Disability Rights and Justice
While all disabled people are entitled to the rights and privileges of their able-bodied peers, we simply are not afforded them as constituents in our local, state, and federal governments. Disability justice is the active pursuit of winning rights for an equitable life. I am passionate and highly motivated in this work.
When I started graduate school, I found that there was an effort to organize a graduate student union. As I learned about the conditions my friends had faced, it became clear that the student healthcare plan was lacking, and it disproportionately burdened my disabled peers. I advocated within the unionization effort itself to create a strong platform to reform the health coverage we received. This platform was promoted during our campaign. Working to win the campaign with my fellow grad students was electrifying – the energy and momentum that our organization had made us feel unstoppable. We won our election in the spring of 2022, a feat which gained national attention, and we are now tirelessly working to ensure the healthcare we receive is comprehensive and equitable to individuals with preexisting conditions.

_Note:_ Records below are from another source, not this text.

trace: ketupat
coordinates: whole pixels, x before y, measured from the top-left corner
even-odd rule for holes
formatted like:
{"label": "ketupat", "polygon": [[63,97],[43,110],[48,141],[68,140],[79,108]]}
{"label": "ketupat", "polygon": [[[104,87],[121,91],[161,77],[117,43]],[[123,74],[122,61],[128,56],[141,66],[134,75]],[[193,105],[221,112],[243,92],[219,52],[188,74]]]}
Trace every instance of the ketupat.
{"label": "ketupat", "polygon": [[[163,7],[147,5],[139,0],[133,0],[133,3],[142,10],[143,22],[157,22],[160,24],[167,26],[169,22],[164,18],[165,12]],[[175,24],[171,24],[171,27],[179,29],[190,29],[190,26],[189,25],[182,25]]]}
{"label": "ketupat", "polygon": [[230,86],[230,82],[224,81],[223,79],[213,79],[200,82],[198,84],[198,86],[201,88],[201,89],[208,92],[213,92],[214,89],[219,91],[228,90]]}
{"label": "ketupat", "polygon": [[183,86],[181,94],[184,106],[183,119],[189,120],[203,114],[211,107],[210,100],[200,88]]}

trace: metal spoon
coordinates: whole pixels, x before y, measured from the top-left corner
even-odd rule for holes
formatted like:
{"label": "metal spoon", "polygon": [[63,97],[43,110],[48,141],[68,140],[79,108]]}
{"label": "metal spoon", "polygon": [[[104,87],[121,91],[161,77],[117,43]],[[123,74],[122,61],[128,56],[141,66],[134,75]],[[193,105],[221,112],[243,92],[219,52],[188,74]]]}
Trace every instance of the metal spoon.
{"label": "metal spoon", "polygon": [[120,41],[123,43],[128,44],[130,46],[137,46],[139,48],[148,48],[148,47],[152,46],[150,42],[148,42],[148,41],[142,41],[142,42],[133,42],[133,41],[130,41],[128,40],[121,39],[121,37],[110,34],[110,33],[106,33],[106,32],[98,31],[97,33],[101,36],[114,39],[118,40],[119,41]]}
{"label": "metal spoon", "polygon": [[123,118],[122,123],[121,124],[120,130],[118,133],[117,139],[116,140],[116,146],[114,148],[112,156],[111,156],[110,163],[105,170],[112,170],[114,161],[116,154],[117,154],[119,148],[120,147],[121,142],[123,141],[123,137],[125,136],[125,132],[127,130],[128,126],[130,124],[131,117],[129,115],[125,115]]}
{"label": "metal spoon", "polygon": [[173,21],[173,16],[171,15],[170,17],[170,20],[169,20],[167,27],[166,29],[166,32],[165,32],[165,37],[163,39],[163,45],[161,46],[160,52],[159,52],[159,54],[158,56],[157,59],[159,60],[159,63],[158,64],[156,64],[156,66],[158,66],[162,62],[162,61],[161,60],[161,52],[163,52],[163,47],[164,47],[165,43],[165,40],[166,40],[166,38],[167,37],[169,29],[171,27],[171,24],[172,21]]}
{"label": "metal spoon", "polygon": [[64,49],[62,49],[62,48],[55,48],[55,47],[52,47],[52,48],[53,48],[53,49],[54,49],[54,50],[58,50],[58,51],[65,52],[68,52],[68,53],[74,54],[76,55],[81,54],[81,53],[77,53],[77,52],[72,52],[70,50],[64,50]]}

In addition to the graduate student union, I have worked through the Disabled@MIT student organization to become a COVID Safe Campus Ambassador. COVID Safe Campus is a nationwide group of disabled academics and advocates with public health and policy expertise, challenging ableism and fighting for COVID safety in higher education and beyond. As an ambassador I am providing resources to the MIT campus community to promote health and safety so that disabled students are not put at an undue risk of severe complications as a result of infection. Continuing to provide access to masks and PPE for students is an easy and impactful way to help keep my peers safe.
Volunteering
As an EMT, I volunteer with the MIT Emergency Medical Service. MIT EMS is a Massachusetts licensed basic life support (BLS) ambulance serving the MIT, Cambridge, and Boston communities under the authority of the Massachusetts Office of Emergency Medical Services (OEMS). The service is entirely student-run and staffed on a volunteer basis, operating 24/7 throughout the academic year.
On calls, I provide emergency care in the prehospital setting, treating a variety of injuries and illnesses. Beyond providing care and transport for our patients, MIT EMS is active in the MIT community by teaching CPR courses, detailing institute events, and more.